TNG: S1E25: “Conspiracy”

In which Data is not ready to emulate human mannerisms, a vast conspiracy is unveiled, and I actually get some real analysis done.

Please note: We are currently experiencing technical difficulties. Any irregularities with the next few articles are the result of me having to migrate Operating System SSDs and not because I have been infested with alien parasites. I don’t know where you would get such a ridiculous notion.

This is Data's happy face. Nightmares have been wrought from less.

This is Data’s happy face. Nightmares have been wrought from less.

Riker is giving the log entries this time, as the Enterprise is on its way to the ocean world Pacifica. Everyone seems in good spirits, Geordi is even trying to tell data a joke which invokes the word ‘hyperspace.’ We’ve seen this word exactly once before, in “Coming of Age,” and will probably never hear it again, which probably explains why Data didn’t find it funny. Apparently, the joke is about having sex in zero gravity.

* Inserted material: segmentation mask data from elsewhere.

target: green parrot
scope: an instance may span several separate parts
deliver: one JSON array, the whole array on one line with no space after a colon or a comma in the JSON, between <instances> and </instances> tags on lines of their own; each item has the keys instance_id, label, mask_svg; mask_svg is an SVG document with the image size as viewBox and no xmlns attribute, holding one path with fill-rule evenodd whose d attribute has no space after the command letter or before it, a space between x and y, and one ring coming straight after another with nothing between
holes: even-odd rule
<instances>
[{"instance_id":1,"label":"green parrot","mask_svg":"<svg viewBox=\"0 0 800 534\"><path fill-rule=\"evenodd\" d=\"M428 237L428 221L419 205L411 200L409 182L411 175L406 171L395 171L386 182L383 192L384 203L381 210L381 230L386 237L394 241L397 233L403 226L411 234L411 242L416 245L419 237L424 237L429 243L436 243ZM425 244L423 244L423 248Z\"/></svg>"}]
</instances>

Do not, whatever you do, listen to him trying to imitate laughter. Brent Spiner is great at being a creepy, creepy man when he wants to be.

Data receives a Code 47 – captain’s eyes only transmission. Speaking of “Coming of Age,” that was the last time we had something happen which Picard was not to discuss with anyone else. When Quinn mentioned being deeply worried about something doing on in the admiralty. Now, someone named Walker is calling Picard to a rendezvous off course from Pacifica to Ditalix B to get information too sensitive for subspace. Something terrible is happening! This isn’t even going in the ships logs, apparently. The planet itself is a tidally locked planet with mines all around the daylight terminator. Which is really, really cool to think about.

The joke is that it's Gene Roddenberry's face on a bird. It took him so long to write screenplays out because he was a hunt & peck typist.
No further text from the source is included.